The Hagmans told Detanna in 2005 that they needed income producing investments that would protect their principal, according to the claim. By June 2008, their accounts were about 69 percent invested in equities.
Finra arbitration often comes under justifiable fire for being too friendly with the securities industry and too chintzy in handing out awards to mutilated investors, but whatever happened behind the closed doors in this case apparently disturbed the arbitrators.

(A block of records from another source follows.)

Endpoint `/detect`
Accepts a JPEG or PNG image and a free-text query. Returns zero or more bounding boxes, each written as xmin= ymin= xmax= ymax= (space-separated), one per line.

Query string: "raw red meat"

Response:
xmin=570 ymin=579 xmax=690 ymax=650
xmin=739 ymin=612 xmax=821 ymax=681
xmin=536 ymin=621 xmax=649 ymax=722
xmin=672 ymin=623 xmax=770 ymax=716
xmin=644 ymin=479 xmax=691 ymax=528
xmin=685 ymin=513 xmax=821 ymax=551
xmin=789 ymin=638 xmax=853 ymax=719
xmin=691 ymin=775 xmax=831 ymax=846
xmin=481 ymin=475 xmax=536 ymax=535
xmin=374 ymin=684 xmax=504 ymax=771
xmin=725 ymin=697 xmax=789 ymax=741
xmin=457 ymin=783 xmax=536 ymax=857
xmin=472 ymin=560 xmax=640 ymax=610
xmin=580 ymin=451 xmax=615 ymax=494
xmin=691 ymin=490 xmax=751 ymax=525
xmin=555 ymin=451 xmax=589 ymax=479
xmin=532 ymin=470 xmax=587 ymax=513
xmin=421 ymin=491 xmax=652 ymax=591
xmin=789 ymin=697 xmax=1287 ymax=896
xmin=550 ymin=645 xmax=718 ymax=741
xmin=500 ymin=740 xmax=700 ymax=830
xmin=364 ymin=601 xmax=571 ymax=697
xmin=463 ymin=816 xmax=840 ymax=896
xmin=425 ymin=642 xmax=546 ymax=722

On Oct. 6, the panel approved an award that would give $1.1 million to the Hagmans, $439,354 to their lawyers and $20,387 to reimburse them for witness costs.
Delivering a Doozy
Then this doozy: The arbitrators took the unusual step of ordering Citigroup Global Markets to pay $10 million in punitive damages to the charitable organization of the Hagman’s choice, citing Finra rules that allow punitive damages when there’s been “serious misconduct.” Punitive damages have been awarded in only about 3 percent of Finra arbitrations of claims above $25,000 in the past decade, says Richard Ryder of Securities Arbitration Commentator, which tracks trends in arbitration.
Citigroup asked the arbitrators to expunge references to the Hagman case from the official records that Finra keeps on Detanna. The arbitrators denied that request.
It wasn’t the first time a panel of arbitrators decided to keep an incident in her record open to the public, ignoring requests that it be erased.
In a case decided in October 2005, arbitrators said Morgan Stanley should pay $39,000 in compensatory damages to a complaining customer, and that two of the three brokerage employees named in the dispute would be allowed to have their records expunged. In the case of the third employee, Lisa Detanna, the expungement request was denied.
Detanna started her career in 1989 as an assistant on a trading desk at the now-defunct Drexel Burnham Lambert, moving on to jobs at Merrill Lynch, Dabney/Resnick/Imperial, and Morgan Stanley.
Her regulatory records with Finra show two settlements with complaining customers, four complaints that were denied by her employers, a pending customer case that seeks $2.5 million, and the Hagman case.
Separate records that Finra keeps on the outcomes of arbitrations reveal a race, gender, and disability discrimination complaint against Smith Barney, Detanna and one of Detanna’s colleagues in 2003. The arbitrators in that case told Citigroup Global Markets to pay awards to two of the five claimants, and dismissed the claims against Detanna and her colleague.
Morgan Stanley sued Detanna in April 2001. In a complaint filed in federal court in Los Angeles, the brokerage accused her of breach of contract after she left the firm for Citigroup. A judge declined Morgan Stanley’s request for a temporary restraining order against Detanna, saying the firm hadn’t shown evidence that she had illegally solicited the company’s clients.
As can only happen in the bizarre world of post-financial-crisis Wall Street, Detanna wound up working for Morgan Stanley again when it combined its retail brokerage business with Citigroup’s Smith Barney unit in June 2009.
When I called seeking a comment from Detanna, her office referred me to Samuelson, the Citigroup spokesman. But Samuelson said he couldn’t speak on behalf of Morgan Stanley brokers, referring me to a Morgan spokeswoman.
The Morgan spokeswoman, Tricia Nestfield, said “the investment activity that was the subject of this arbitration occurred before Morgan Stanley Smith Barney came into existence,” adding that the firm was “reviewing the matter.”
Detanna, the rising star, now is a hot potato.
(Susan Antilla is a Bloomberg News columnist. The opinions expressed are her own.)